Money to Burn (literally!!)

Technology is also a pretty small part of people’s disposable income, and people DO wait for prices to come down.

The goods that people put off buying in deflationary spirals are durable goods: things like mattresses and microwaves. Things you can put off for a couple of years fairly easily.

Deflation is also bad for people who owe significant amounts of money, like, say, for their house. If the value of my house and my wages are both dropping (and wages are sticky, but in a period of sustained deflation, they come down, too), and my house payment stays the same, that’s not “better for everyone”, even if my milk is cheaper. It’s not better for everyone who has student loans, or even a meaningful amount of credit card debt.

Is it? I haven’t seen any evidence that it was anything other than totally real.
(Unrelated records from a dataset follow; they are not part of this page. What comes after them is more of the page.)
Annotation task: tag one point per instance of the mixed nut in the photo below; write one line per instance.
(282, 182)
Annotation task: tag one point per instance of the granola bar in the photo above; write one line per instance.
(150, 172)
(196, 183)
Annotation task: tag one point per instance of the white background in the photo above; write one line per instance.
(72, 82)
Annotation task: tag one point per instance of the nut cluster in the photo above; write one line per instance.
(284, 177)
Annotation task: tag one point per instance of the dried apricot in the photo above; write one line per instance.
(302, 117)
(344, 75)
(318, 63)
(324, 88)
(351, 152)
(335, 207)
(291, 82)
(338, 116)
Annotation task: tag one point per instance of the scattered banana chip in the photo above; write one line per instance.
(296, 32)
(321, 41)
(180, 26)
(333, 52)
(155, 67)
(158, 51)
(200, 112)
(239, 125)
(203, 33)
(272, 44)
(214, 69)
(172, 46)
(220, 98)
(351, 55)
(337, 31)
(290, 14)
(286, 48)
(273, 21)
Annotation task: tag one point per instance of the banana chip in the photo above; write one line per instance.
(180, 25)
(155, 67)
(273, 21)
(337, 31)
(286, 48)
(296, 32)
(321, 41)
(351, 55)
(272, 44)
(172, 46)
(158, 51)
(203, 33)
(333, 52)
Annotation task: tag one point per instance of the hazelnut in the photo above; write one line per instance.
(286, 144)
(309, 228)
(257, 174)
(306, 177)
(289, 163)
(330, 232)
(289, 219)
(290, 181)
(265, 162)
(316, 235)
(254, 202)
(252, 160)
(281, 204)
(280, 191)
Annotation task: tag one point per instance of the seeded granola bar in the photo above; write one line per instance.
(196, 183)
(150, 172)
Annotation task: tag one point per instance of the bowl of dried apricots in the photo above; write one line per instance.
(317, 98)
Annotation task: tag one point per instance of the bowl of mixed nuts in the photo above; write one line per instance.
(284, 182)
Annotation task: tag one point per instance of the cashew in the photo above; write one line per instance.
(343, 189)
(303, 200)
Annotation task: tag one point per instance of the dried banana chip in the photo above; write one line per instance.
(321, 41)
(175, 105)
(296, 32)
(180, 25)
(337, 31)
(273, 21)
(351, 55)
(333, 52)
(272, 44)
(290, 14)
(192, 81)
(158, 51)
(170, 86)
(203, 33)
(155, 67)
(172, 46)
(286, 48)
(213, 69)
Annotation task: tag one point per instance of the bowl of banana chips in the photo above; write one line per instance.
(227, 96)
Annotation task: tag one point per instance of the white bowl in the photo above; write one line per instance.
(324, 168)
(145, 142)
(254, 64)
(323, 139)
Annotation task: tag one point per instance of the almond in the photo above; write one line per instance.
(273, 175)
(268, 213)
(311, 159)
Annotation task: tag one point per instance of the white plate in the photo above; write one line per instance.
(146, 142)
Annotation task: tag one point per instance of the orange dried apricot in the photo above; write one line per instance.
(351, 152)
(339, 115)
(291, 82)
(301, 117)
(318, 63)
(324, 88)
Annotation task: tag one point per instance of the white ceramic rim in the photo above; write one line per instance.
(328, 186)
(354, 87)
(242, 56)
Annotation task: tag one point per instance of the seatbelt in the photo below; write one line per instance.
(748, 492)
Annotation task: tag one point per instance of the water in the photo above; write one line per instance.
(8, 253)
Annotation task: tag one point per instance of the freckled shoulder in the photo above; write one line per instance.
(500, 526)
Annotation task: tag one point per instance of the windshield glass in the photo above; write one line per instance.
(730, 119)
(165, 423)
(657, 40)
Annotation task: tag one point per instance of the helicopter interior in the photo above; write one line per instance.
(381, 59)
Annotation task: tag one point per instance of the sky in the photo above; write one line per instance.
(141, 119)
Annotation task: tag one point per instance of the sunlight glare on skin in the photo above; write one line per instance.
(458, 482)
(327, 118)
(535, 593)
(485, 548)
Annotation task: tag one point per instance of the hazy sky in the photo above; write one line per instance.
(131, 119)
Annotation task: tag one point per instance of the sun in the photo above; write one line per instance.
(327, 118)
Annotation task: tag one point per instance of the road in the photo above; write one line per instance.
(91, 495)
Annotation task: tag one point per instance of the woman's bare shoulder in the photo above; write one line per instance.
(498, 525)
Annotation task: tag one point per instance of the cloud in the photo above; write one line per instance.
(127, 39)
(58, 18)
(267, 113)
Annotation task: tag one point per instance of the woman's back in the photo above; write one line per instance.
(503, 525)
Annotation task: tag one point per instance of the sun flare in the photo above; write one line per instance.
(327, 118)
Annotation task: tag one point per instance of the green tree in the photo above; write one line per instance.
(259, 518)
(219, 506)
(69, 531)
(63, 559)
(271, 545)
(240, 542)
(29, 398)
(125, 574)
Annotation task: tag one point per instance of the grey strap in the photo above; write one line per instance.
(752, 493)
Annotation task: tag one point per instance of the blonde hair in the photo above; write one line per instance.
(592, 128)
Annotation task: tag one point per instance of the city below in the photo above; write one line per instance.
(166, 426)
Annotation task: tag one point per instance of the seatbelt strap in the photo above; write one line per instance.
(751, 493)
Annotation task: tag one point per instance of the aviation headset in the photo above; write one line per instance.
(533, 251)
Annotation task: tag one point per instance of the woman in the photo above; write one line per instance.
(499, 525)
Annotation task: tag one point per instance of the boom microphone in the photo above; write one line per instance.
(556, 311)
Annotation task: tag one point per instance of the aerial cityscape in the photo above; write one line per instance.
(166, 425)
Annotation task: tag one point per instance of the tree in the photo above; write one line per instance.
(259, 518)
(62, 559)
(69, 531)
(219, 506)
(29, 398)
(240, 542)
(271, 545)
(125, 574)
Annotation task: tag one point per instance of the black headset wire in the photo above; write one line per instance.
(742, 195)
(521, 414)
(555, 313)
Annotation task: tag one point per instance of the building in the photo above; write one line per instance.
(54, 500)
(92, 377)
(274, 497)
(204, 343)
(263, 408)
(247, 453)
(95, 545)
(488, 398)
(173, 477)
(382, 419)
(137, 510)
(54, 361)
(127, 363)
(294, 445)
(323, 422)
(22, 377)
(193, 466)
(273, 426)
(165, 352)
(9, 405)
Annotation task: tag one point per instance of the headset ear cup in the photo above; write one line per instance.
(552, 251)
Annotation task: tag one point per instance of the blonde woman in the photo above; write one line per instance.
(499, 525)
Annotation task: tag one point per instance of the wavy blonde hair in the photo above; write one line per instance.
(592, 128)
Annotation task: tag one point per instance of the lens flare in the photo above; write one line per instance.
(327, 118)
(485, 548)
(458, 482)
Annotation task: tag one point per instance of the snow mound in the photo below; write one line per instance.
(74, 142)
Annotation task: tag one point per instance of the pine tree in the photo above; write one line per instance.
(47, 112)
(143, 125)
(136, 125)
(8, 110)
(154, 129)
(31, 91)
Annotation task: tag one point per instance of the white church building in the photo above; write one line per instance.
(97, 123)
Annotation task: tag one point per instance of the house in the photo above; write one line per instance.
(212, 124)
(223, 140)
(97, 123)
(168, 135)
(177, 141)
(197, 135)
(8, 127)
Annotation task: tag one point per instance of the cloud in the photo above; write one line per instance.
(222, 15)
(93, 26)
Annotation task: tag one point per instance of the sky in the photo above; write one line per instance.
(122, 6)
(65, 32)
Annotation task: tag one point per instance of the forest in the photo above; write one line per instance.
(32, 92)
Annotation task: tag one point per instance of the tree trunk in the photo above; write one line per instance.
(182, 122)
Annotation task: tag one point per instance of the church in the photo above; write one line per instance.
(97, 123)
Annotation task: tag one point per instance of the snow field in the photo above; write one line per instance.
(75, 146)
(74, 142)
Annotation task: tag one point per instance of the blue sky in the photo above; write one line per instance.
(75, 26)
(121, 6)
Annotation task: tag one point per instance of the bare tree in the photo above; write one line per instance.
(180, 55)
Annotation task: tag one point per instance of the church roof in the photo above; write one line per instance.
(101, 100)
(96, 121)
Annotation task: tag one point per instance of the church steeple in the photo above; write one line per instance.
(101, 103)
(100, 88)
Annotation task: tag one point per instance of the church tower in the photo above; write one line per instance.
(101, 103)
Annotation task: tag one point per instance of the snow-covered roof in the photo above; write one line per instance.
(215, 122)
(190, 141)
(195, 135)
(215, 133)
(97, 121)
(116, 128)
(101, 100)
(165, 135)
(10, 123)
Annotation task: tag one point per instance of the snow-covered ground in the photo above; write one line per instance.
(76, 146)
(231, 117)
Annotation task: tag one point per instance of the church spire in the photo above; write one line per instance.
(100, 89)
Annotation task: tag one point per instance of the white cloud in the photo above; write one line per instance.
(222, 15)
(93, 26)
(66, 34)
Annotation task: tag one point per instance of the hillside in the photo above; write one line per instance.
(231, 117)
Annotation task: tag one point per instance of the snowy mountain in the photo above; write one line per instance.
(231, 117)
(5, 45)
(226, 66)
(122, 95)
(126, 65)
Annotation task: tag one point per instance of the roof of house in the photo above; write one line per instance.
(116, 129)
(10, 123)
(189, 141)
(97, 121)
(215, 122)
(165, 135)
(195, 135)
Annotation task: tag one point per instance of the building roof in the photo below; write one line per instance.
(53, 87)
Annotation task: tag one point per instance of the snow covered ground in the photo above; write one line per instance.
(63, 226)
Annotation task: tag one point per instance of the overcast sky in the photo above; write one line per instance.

Certainly if the taxman suspected it wasn’t then I’m sure they would have had their collars felt…

It does not matter. We’re not comparing apples to melons. Whether you have cash, or a positive balance on your debit card, or room on your credit card, you have this much money; you might get more by taking a loan, essentially borrowing from your future earnings but at a cost - and you will have less “disposable” cash in future . (If I were an economist, I would know the precise definitions of money supply numbers like M1 and M2, etc.). If you don’t have money you can’t spend it. If you are a master programmer and your time is worth $200/hr, but the best anyone can/will offer you, (no matter how desperately they need that animated web page) is $100/hr, guess what you will be paid? (Hint, $0 or $100/hr)

Just because your money is a “promise to pay” from some trusted third party, it is no less real than paper bills. (Unless people stop trusting that bank or credit card company to cough up when needed, as pretty much happened in fall 2008 when everything was grindinng to a standstill.)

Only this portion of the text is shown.